Trainer Mark Dragunski trotz des Sieges angesäuert
ThSV-A-Jugend siegt 40:31 (19:18) über den Nordhäuser SV, der Coach übt jedoch harsche Kritik und lobt die Gäste aus der Rolandstadt

Die A-Jugend startete als erstes Team des ThSV Eisenach in Punktspiele des neuen Kalenderjahres. In der Regionalliga des Thüringer Handballverbandes wurde der Nordhäuser SV am Ende klar mit 40:31 (19:18) bezwungen. Der ThSV Eisenach hatte sein stärkstes Aufgebot zur Stelle, führt verlustpunktfrei (10:0 Zähler) die Tabelle an.
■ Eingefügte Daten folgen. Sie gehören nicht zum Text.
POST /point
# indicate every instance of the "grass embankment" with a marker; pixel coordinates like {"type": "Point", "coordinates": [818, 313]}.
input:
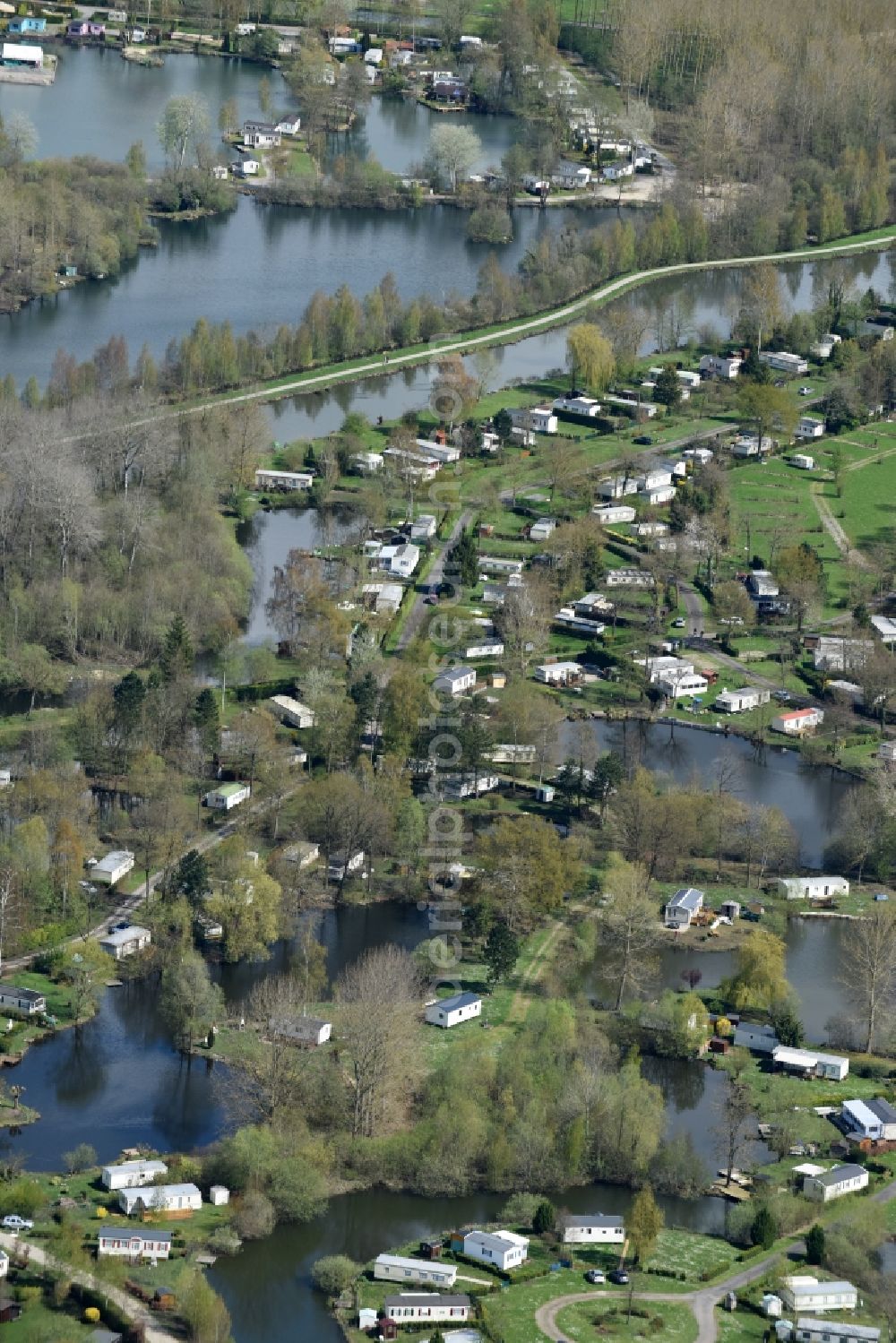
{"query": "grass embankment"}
{"type": "Point", "coordinates": [591, 1321]}
{"type": "Point", "coordinates": [517, 328]}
ThSV-Trainer Mark Dragunski zeigte sich nach den 60 Minuten angesäuert. „Respekt und Anerkennung gilt den Gästen aus Nordhausen, die alles reingehauen haben, all das gezeigt haben, was wir haben vermissen lassen“, fand Mark Dragunski klare Worte mit Blick auf Einstellung und Zielstrebigkeit. Der Ex-Nationalspieler sprach von einem der schwächsten Spiele seines Teams. „Das war nicht der Handball, den ich mir vorstelle und fordere“, fügte Mark Dragunski hinzu.
Nicht im Wettkampfmodus
In der Startformation mit Vincent Oelschläger auf Links- und Emil Heinlein auf Rechtsaußen, Yann Schiertz, Joel Juhnke und Tim Nothum im Rückraum, Felix Ohnesorge am Kreis und Lukas Mingram im Tor fand der ThSV Eisenach nicht in den Wettkampfmodus. Die Gäste agierten hochmotiviert. Frühzeitig (4.Min.) schickte Mark Dragunski mit Louis Kryeziu einen 4. Rückraumspieler auf das Parkett, verzichtete auf den klassischen Kreismitte-Spieler. Yann Schiertz traf zum 5:3 (7.), musste zwei Minuten später aber verletzt vom Parkett. Felix Ohnesorge nahm wieder seine Stammposition am Kreis ein. Ballstafetten zu Linksaußen Vincent Oelschläger waren beim ThSV Eisenach angesagt, die dieser zumeist erfolgreich abschloss. Beim ThSV Eisenach fehlte jedoch der Biss im Angriff und in der Abwehr. Die Nordhäuser manövrierten den sonst so stabilen Eisenacher Deckungs-Innenblock aus, trafen zum 7:8 (14.), lagen auch beim 10:11 (18.) vorn. Alexander Namyslo besetzte beim ThSV Eisenach die Kreisposition. Die mit viel Engagement und Ehrgeiz aufspielenden Nordhäuser bejubelten beim 14:16 (22.). nach Treffern von Jeremy Helbing (insgesamt 9 Tore) und Til Liesegang (insgesamt 8 Tore) gar ein 2-Tore-Plus. Ein Torwartwechsel hatte sich beim ThSV Eisenach zu diesem Zeitpunkt (noch) nicht ausgezahlt. Louis Kryeziu kurbelte das Angriffsspiel des ThSV Eisenach an, startete selbst in die Nahtstellen der Gäste-Abwehr. ThSV-Keeper Jules Mignot blieb Sieger im Siebenmeter-Duell (26.), Vincent Oelschläger glich per Tempogegenstoß zum 18:18 aus (27.). Nach Regelwidrigkeit am nachsetzenden Vincent Oelschläger verwandelte Tim Nothum den fälligen Siebenmeter zur schmeichelhaften 19:18-Pausenführung.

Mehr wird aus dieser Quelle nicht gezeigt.